Prepared in that way backgrounds apply in onBindViewHolder method depending on item position.
fun bindBackground(itemView: View, position: Int, size: Int) { val drawableRes: Int = when { size == 1 -> R.drawable.item_top_bottom position == 0 -> R.drawable.item_top position == size - 1 -> R.drawable.item_bottom else -> R.drawable.item_middle } itemView.background = ContextCompat .getDrawable(itemView.context, drawableRes) itemView.setPadding(contentPadding, contentPadding, contentPadding, contentPadding) }
One more thing…
It seems that everything is ready but when you take a closer look at items separator line you can notice strange graphical artifacts.

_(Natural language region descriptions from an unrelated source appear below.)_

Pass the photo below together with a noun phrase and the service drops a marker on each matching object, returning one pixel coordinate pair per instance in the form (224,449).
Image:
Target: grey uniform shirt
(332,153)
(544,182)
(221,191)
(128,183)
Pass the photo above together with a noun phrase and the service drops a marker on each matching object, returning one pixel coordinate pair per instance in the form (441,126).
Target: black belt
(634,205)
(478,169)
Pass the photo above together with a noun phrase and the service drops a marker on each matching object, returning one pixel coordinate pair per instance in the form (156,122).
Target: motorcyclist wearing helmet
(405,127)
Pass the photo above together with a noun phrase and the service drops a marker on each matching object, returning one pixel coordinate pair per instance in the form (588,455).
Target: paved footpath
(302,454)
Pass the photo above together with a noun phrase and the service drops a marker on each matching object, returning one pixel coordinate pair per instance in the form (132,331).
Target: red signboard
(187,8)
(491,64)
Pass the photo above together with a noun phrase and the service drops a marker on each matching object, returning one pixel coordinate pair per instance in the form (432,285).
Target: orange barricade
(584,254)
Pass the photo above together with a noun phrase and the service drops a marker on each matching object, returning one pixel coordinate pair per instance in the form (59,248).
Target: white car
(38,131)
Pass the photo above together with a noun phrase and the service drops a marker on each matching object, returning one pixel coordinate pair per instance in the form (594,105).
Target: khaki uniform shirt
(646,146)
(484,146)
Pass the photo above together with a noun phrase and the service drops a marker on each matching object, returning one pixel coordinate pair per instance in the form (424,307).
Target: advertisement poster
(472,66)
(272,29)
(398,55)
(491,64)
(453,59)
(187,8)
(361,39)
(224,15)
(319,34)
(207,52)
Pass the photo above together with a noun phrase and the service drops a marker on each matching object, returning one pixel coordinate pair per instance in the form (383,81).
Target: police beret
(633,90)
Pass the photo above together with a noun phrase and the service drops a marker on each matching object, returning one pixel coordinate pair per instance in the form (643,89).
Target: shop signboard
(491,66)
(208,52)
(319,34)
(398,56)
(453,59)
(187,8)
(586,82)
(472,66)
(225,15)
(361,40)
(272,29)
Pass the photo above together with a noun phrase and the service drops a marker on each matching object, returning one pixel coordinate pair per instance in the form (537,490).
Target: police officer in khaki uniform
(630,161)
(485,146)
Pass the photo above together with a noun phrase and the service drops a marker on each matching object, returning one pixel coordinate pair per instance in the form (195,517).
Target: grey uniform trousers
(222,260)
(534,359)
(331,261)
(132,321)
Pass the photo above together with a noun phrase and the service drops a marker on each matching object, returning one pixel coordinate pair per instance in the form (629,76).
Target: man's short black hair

This is due to the overlap of the item’s shadow. To get rid of that we’ll set custom outline provider. We need to use ViewOutlineProvider class and override getOutline method with fixed shadow’s outline. We apply this provider for all items except the first one. For the first or single row we use ViewOutlineProvider.BACKGROUND.
override fun getOutline(view: View, outline: Outline) { val resources = view.resources outline.setRect( 0, resources.getDimensionPixelSize(R.dimen.cardElevation), view.width, view.height ) }
As you might have noticed, using components provided with framework or library is not always the best option. Sometimes writing your own custom implementation can be really useful and very exciting.